Salzburg (dpa) - Mit einer umjubelten Neuschöpfung der «Dreigroschenoper» von Bertolt Brecht und Kurt Weill ist am Dienstagabend der Premierenreigen der diesjährigen Salzburger Festspiele zu Ende gegangen.

Mittwoch, 12.08.2015, 10:20 Uhr
Veröffentlicht: Mittwoch, 12.08.2015, 10:13 Uhr
Zuletzt bearbeitet: Mittwoch, 12.08.2015, 10:20 Uhr
Sona MacDonald und Michael Rotschopf in der Salzburgewr Dreigroschenoper.
Sona MacDonald und Michael Rotschopf in der Salzburgewr Dreigroschenoper. Foto: Barbara Gindl

Auf dem Programm stand eine eigens für die Festspiele geschaffene «Experimentalfassung» des weltbekannten Stücks mit neu orchestrierten Songs. Deshalb lautet der Titel nicht « Dreigroschenoper », sondern «Mackie Messer - eine Salzburger Dreigroschenoper» nach der Hauptperson des Stücks, einem Londoner Unterweltkönig.

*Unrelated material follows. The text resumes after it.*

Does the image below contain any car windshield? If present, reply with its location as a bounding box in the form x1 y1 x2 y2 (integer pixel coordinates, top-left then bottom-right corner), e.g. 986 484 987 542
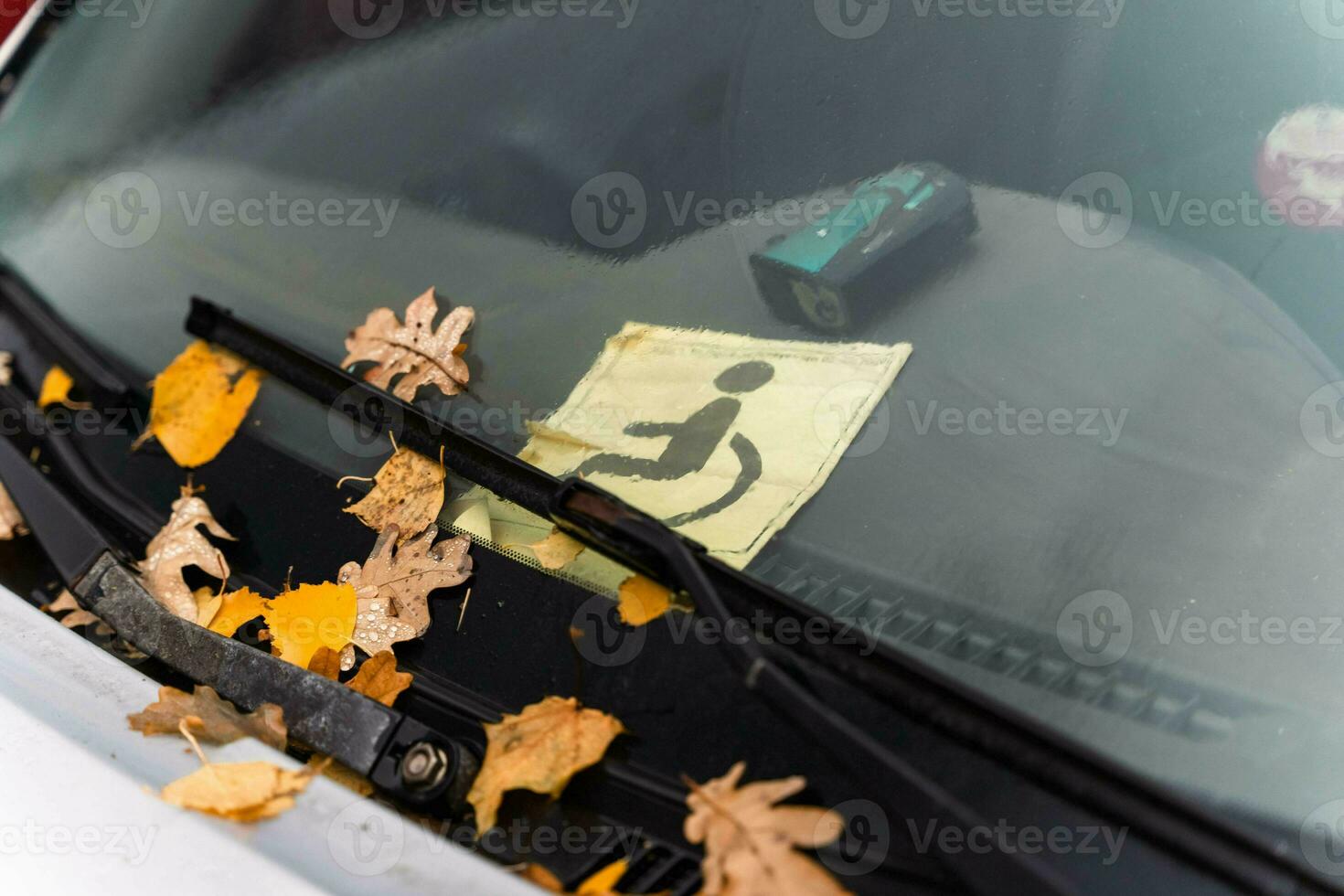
0 0 1344 830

Für die Adaption verantwortlich war der britische Komponist  Martin Lowe , der schon die Theatermusik für die aktuelle Inszenierung des «Jedermann» schrieb. Ob ihm die wenigen Buhrufe in der Felsenreitschule galten, war nicht genau festzustellen. Er hatte die Weill-Songs in einem ebenso süffigen wie seichten Musicalstil bearbeitet. Die Inszenierung des Briten Julian Crouch zusammen mit Sven-Eric Bechtolf, dem Interimsintendanten der Salzburger Festspiele , erinnerte in einigen Passagen stark an den revuehaften «Jedermann», den Crouch vor zwei Jahren gemeinsam mit Brian Mertes neu in Szene gesetzt hatte.